Away back on the river bank, where Pan always sat, were the beetles. They were very sorry that they had not reached him in time to tell him that the people were coming, and that they could not get his pipes out of the water, where they had fallen. And, though they never saw him again, they always remembered him and the beautiful music he used to play.
One day some little children were picking violets by the river, and they found one little violet that had eyes just like Pan's eyes. They took it home and named it Pan's Eye, in memory of their old friend, but, as that was rather a hard name for the little children to say, they called it Pansy.
THE BELL OF ATRI
In the little town of Atri, which was nestled on the side of a wooded hill, there was a strange custom.
The king had one day brought to the town a great bell, which he hung in the market place beneath a shed, protected from the sun and rain.

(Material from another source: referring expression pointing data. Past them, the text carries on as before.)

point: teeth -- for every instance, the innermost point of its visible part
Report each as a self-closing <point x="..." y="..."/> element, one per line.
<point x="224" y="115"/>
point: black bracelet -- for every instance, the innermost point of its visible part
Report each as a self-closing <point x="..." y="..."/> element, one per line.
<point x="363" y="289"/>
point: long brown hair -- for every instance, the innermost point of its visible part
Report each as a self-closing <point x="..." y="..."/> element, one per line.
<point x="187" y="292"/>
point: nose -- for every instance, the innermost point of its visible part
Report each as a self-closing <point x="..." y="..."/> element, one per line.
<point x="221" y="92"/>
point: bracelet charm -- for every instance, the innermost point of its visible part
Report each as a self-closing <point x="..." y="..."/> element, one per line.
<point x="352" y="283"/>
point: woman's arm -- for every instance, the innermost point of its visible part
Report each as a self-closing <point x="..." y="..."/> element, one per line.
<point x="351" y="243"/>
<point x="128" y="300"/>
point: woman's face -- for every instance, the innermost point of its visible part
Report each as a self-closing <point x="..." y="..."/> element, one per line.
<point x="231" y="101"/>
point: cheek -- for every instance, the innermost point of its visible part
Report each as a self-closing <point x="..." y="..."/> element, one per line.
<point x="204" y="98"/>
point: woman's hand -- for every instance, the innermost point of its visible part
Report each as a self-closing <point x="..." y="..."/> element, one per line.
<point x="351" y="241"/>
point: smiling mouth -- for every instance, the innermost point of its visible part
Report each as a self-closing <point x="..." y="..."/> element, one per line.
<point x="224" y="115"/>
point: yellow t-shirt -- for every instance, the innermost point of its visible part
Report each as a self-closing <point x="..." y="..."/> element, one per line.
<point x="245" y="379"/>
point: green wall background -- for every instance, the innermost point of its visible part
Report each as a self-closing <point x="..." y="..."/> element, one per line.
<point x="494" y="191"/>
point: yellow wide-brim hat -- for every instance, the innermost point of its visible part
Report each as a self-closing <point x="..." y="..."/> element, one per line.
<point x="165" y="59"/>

Then he went forth with all his knightly train through the streets of Atri and proclaimed to all the people that whenever a wrong was done to any one, he should go to the market place and ring the great bell, and immediately the king would see that the wrong was righted.

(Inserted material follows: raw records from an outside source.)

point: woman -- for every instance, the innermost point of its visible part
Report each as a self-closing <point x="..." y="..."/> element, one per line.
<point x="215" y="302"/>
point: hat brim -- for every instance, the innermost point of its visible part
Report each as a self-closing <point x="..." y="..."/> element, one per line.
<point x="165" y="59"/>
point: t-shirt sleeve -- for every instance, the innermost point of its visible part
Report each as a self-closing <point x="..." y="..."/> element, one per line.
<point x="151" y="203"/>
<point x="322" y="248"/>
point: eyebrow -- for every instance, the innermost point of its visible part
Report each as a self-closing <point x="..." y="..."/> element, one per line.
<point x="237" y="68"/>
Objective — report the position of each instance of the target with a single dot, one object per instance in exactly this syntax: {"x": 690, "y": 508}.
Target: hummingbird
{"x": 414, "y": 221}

Many years had gone by. Many times the great bell had rung in the little town of Atri, and, as the king had said, the wrongs of which it told, were always righted.

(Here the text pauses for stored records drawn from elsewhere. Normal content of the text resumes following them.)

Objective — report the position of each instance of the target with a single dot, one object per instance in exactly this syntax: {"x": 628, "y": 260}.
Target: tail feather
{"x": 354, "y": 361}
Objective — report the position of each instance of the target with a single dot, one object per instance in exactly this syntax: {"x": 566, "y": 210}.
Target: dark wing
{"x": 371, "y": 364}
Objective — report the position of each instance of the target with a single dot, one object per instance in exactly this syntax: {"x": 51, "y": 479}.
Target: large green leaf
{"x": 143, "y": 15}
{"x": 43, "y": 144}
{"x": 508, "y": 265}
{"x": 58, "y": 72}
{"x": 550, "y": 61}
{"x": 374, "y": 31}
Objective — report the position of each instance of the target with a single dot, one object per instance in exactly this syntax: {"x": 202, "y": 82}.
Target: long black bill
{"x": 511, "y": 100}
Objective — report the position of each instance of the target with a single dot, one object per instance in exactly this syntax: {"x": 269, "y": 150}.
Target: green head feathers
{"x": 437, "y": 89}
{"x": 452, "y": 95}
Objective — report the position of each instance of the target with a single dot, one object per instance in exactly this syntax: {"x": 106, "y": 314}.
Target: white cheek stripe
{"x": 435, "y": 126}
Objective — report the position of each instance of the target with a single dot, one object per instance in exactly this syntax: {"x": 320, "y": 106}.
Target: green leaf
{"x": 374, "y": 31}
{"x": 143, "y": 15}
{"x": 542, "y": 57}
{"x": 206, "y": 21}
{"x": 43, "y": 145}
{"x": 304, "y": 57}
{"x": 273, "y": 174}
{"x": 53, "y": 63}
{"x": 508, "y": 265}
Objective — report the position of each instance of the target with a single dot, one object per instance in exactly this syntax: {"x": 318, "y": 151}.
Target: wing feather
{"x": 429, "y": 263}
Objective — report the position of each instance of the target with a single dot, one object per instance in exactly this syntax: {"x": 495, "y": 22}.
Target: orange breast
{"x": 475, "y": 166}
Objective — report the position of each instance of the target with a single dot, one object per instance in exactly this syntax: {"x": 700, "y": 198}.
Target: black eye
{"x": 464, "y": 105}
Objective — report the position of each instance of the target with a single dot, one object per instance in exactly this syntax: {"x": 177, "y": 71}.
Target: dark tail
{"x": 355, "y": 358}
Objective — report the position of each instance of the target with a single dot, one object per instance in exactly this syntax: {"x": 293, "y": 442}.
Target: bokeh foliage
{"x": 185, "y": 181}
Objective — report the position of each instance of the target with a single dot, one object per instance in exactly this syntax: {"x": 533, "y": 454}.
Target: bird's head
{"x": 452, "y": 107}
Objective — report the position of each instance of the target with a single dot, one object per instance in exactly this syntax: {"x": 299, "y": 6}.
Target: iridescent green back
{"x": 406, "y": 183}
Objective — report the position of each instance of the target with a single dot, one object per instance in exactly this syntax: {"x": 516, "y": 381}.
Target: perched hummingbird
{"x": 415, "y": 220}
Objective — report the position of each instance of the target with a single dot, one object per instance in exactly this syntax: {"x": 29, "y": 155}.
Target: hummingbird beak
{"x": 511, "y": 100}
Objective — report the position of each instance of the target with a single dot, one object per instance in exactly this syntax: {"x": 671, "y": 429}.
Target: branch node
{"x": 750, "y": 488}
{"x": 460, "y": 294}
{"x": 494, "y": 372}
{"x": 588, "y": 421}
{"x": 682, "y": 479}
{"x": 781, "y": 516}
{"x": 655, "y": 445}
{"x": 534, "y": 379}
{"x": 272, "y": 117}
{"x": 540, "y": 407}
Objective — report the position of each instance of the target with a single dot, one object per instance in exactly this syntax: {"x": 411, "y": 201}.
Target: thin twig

In time, however, the great rope by which the bell was rung, unraveled at the end and was unwound, thread by thread. For a long time it remained this way, while the great bell hung silent. But close by, a grape-vine grew, and, reaching upward, finally entwined its tendrils around the ragged end of the bell rope, making it strong and firm again as it grew around it, up toward the great bell itself.
Now, in the town of Atri there lived a knight, who, in his younger days, had loved to ride and hunt; but as he grew old he cared no more for these things. He sold his lands, his horses and hounds, for he now loved only the gold which the sale of them brought to him. This he hoarded and saved, living poorly, that he might save the more.